Looking back, I think we undervalued the benefit of showing up in person in the first couple of years. There have been countless meetings now where I have taken a flight to just show up to meet someone, on something that wasn’t very tangible at the moment. Compounding that over several meetings makes your relationship graph unusually strong. And that leads to countless “serendipitous moments” over time.
This is, of course, only useful once you have done your rounds and reached a stage where you have something valuable to give to others.
Adam: What are your best sales and marketing tips?
Suryansh: Marketing is done in two ways: brand marketing and growth marketing. Everyone has different strengths. Some are good at brand, some are good at growth. Find your mojo and hire the other. Both are extremely important; otherwise, you will hit a ceiling pretty soon. And the mindset is completely different. Growth requires finding the most effective ROI approach, and the moment you find it scale it 10x. It will move your numbers and your revenue if you do it right, but not your brand. A brand requires creating “sizzle” moments, which are rarely measurable at that moment. But if you treat it like a marathon. Suddenly, you create a halo effect around your brand, which growth marketing can never really do for you.
Adam: What is your best advice on building, leading, and managing teams? In your experience, what are the defining qualities of an effective leader? How can leaders and aspiring leaders take their leadership skills to the next level?
Suryansh: Good leaders keep the team part of the journey and not just a chapter of it. The more they live and breathe the latitude you are feeling, the more bought in they are on whatever part they have to play. Second, creating a culture of “proof of work”. Nobody shows up at my desk, having gone the extra mile. That creates a system of high performance and high agency, which compounds by itself And most importantly, see a version of the team in the future, not what they are today. And show them those versions, treat them like that. They will rise more than they even expect eventually.
Adam: What are your three best tips applicable to entrepreneurs, executives, and civic leaders?
Suryansh: Do more, ask less, and have fun. You will find the “permissionless” growth in this world. You will be surprised how little high agency people possess, and what’s possible the more and more you do it.
Adam: What is the single best piece of advice you have ever received?
Suryansh: My mentor in 2023 gave me this advice when I first visited the States. And it has always stuck with me. In America, everybody, from the top leader to the upstart, gives you the first meeting. Getting the second meeting is based on what you do. But first is purely on you showing the intent that you are ready to play the game. That has stuck with me and guided me in my journey of growing the company henceforth.

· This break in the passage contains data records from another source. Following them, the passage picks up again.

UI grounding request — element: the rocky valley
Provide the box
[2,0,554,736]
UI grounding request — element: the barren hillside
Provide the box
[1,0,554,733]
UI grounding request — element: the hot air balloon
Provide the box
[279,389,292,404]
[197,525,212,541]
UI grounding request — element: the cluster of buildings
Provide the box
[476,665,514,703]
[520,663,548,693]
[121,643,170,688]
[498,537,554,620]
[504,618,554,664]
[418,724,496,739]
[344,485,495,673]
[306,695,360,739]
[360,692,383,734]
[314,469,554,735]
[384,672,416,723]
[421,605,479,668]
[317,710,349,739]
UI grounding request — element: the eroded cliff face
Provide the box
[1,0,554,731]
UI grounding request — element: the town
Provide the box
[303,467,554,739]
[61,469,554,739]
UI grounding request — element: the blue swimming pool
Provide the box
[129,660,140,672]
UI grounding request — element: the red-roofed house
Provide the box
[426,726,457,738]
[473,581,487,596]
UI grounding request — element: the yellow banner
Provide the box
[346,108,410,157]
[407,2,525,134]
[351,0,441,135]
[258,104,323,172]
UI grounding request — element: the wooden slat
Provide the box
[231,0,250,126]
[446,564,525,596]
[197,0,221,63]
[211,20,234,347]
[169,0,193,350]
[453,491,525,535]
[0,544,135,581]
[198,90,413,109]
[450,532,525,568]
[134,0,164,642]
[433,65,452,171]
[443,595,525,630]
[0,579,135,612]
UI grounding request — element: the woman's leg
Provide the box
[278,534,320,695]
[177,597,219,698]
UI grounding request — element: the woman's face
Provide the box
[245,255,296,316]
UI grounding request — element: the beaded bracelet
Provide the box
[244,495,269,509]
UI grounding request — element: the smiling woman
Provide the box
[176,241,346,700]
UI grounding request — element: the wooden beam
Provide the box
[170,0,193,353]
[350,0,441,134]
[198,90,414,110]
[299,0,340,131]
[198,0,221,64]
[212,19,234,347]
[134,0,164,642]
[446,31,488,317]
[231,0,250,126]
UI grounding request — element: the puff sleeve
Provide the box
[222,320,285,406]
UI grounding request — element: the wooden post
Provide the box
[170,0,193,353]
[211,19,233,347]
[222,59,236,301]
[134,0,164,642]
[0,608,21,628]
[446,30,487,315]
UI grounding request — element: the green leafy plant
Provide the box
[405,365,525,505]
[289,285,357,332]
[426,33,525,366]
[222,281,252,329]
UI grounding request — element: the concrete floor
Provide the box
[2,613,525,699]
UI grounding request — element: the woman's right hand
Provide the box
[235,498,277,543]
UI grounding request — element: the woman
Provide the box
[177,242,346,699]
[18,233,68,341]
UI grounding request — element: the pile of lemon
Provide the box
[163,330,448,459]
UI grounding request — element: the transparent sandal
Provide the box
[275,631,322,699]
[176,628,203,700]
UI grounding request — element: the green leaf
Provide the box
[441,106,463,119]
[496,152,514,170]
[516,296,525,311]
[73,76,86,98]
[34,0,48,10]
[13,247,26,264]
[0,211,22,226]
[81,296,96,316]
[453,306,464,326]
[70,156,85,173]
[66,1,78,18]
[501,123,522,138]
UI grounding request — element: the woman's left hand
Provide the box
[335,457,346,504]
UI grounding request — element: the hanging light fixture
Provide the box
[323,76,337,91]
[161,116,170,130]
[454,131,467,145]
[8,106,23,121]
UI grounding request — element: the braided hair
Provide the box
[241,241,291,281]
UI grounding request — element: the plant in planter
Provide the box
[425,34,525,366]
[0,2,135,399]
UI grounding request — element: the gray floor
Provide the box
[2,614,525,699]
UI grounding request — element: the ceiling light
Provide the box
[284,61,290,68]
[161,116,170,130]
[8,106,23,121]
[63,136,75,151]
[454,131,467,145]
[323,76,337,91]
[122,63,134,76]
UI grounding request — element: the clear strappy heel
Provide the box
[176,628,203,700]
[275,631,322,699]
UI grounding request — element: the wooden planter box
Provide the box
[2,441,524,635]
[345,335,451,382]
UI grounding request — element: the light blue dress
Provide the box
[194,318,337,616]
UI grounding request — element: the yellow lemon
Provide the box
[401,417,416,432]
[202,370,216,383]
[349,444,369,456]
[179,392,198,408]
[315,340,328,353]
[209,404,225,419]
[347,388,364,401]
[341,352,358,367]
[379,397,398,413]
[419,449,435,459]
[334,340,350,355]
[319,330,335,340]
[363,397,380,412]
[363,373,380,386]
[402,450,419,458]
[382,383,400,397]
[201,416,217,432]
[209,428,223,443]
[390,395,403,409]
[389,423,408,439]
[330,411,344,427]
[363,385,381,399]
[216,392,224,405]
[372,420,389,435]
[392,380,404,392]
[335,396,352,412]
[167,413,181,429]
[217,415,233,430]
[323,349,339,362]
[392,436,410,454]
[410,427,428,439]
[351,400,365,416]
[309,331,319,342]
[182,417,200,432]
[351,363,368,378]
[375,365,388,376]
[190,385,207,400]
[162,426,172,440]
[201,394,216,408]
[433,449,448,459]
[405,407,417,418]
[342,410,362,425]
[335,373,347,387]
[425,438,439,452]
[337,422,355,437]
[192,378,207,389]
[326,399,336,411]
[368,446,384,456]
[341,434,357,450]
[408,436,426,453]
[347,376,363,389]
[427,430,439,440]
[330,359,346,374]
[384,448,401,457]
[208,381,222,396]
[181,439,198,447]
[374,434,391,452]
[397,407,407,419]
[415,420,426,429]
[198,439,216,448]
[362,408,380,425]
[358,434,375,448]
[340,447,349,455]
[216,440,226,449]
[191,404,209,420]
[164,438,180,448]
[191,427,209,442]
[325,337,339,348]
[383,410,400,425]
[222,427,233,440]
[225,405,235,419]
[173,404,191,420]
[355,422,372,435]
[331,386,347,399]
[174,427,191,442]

Adam: Is there anything else you would like to share?
Suryansh: Stay positive and curious. Working with people who all love sports taught me that everything is possible. You see it on the field all the time: underdogs win, comebacks happen, and persistence pays off. As a challenger brand, we’ve faced our share of obstacles with external factors, market shifts, and competitors, but we’ve always found our way through by staying adaptable and keeping a clear focus on our mission.